Tandis que l’hégémonie du dollar touche à sa fin, une nouvelle plateforme d’investissement lancée à l’initiative de Moscou et soutenue par Pékin destinée au Sud global est en préparation au sein du bloc des BRICS. C’est Yuri Ushakov, conseiller diplomatique de Vladimir Poutine, qui en a révélé les contours dans une déclaration : << Les chefs d’État vont aborder la question de la promotion des initiatives russes formulées lors du sommet des BRICS à Kazan l’an dernier. Ces initiatives concernent, en particulier, une nouvelle plateforme d’investissement. >>
Ce projet, dont les détails devraient être dévoilés au sommet des BRICS de juillet prochain à Rio de Janeiro, s’intègre dans une volonté affichée de proposer un cadre économique alternatif à destination des pays émergents.
Les éléments déjà connus à ce stade sont les suivants :
- L’origine du projet : proposé pour la première fois par Vladimir Poutine lors du sommet BRICS de Kazan en 2024 ;
- L’objectif affiché : offrir de nouvelles options d’investissement « pour nos pays et les partenaires parmi les représentants du Sud global » ;
- Le champ d’action : un ciblage prioritaire des économies d’Asie du Sud, d’Afrique et d’Amérique latine ;
- La portée géopolitique : une ouverture possible à des États non membres du bloc des BRICS, dans une logique d’élargissement de l’influence Sud-Sud ;
- Le calendrier : une présentation officielle est attendue lors du sommet de Rio début juillet.
Avec cette plateforme, les BRICS entendent renforcer leur coopération économique tout en contestant l’hégémonie des institutions financières occidentales. Pour Moscou comme pour Pékin, il s’agit d’un pas supplémentaire vers un ordre économique mondial multipolaire.
Au-delà des intentions affichées, le projet de plateforme induit une réorientation globale de l’architecture financière mondiale. Poutine a insisté sur la nécessité de concevoir un canal d’investissement sécurisé « sans l’implication de pays tiers », ce qui traduit une volonté explicite de contourner les systèmes dominés par le dollar et les places financières occidentales.
Si les modalités techniques n’ont pas encore été précisées, une dimension numérique semble envisagée. En effet, selon les déclarations de Vladimir Poutine, les « digital assets » pourraient jouer un rôle dans cette structure, ce qui faciliterait les transferts de capitaux vers les marchés émergents.
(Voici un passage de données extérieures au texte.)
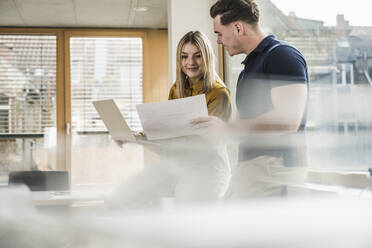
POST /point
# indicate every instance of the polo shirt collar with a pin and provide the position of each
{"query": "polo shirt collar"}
(261, 47)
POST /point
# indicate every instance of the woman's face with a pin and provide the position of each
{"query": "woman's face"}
(191, 62)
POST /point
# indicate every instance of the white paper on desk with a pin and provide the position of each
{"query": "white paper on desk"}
(169, 119)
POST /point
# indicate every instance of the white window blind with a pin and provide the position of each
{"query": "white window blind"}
(104, 68)
(27, 83)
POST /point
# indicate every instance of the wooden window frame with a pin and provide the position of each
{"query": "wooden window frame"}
(63, 84)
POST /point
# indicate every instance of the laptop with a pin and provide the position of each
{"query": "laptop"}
(119, 129)
(114, 120)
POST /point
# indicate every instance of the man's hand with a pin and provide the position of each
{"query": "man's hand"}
(209, 125)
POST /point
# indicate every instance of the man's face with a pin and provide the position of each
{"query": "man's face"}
(227, 36)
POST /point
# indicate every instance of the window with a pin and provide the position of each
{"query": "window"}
(27, 100)
(104, 68)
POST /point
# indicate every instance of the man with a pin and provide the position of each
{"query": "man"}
(272, 89)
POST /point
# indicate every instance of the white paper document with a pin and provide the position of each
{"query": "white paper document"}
(169, 119)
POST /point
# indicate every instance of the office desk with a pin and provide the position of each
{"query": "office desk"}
(69, 202)
(24, 137)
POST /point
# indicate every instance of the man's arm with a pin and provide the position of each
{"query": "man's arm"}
(289, 103)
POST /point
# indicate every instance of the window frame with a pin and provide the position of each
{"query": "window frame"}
(63, 81)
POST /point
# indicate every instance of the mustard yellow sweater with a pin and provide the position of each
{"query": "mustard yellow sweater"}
(218, 98)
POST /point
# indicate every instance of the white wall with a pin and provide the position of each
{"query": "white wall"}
(185, 16)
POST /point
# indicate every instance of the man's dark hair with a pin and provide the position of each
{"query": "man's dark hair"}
(236, 10)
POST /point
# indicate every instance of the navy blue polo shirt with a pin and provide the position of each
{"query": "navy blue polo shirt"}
(271, 64)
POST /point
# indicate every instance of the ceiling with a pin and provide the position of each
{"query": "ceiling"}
(83, 13)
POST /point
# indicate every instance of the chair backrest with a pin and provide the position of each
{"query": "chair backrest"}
(41, 180)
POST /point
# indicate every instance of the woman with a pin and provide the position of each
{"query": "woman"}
(192, 168)
(196, 75)
(204, 170)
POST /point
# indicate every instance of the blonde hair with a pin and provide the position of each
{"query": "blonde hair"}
(210, 76)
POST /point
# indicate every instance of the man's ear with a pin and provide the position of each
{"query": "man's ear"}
(239, 27)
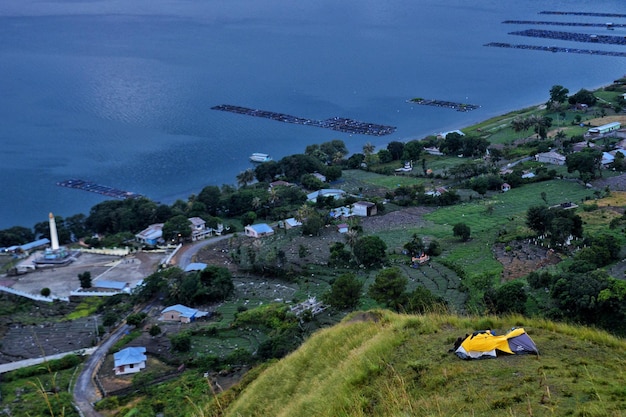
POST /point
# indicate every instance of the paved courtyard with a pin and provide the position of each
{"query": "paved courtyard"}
(63, 279)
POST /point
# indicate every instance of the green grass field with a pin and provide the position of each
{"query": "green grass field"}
(383, 364)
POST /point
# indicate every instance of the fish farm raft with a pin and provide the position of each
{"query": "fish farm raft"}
(98, 189)
(340, 124)
(556, 49)
(447, 104)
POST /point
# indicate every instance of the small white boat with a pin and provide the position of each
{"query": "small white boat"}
(260, 157)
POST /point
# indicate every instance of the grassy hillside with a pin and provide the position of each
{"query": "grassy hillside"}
(384, 364)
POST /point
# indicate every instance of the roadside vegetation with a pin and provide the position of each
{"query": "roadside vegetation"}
(447, 241)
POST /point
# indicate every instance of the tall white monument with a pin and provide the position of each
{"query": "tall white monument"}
(55, 254)
(54, 236)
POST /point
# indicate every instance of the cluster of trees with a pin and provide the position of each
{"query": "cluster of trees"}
(389, 289)
(539, 124)
(416, 195)
(467, 146)
(212, 284)
(592, 298)
(556, 224)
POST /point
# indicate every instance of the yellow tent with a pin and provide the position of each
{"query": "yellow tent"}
(485, 344)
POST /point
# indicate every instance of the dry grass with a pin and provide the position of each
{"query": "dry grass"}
(399, 365)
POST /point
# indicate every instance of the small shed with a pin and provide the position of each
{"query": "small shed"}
(179, 313)
(364, 208)
(292, 222)
(604, 129)
(151, 235)
(258, 230)
(130, 360)
(195, 266)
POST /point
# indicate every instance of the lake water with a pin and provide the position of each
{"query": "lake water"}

Cette ouverture aux cryptos ouvre la voie à un éventail d’hypothèses : tokenisation des projets, infrastructures blockchain inter-BRICS, voire à terme l’émergence d’un actif de règlement commun. Rien de cela n’a été confirmé, mais le contexte s’y prête.
Les BRICS réfléchissent depuis plusieurs années à la création d’une monnaie commune ou d’un système de compensation alternatif, et ce projet d’investissement pourrait en être un prélude.
Si l’ambition géopolitique est claire, les implications économiques restent à mesurer. Cette plateforme pourrait renforcer l’attractivité du bloc des BRICS pour les pays du Sud en quête de financement, tout en accélérant la fragmentation de l’ordre monétaire international, comme en témoigne la transition vers les monnaies locales. Le sommet de Rio sera décisif. Il dira si cette vision restera une déclaration d’intention ou si elle se traduira rapidement en architecture fonctionnelle pour les acteurs.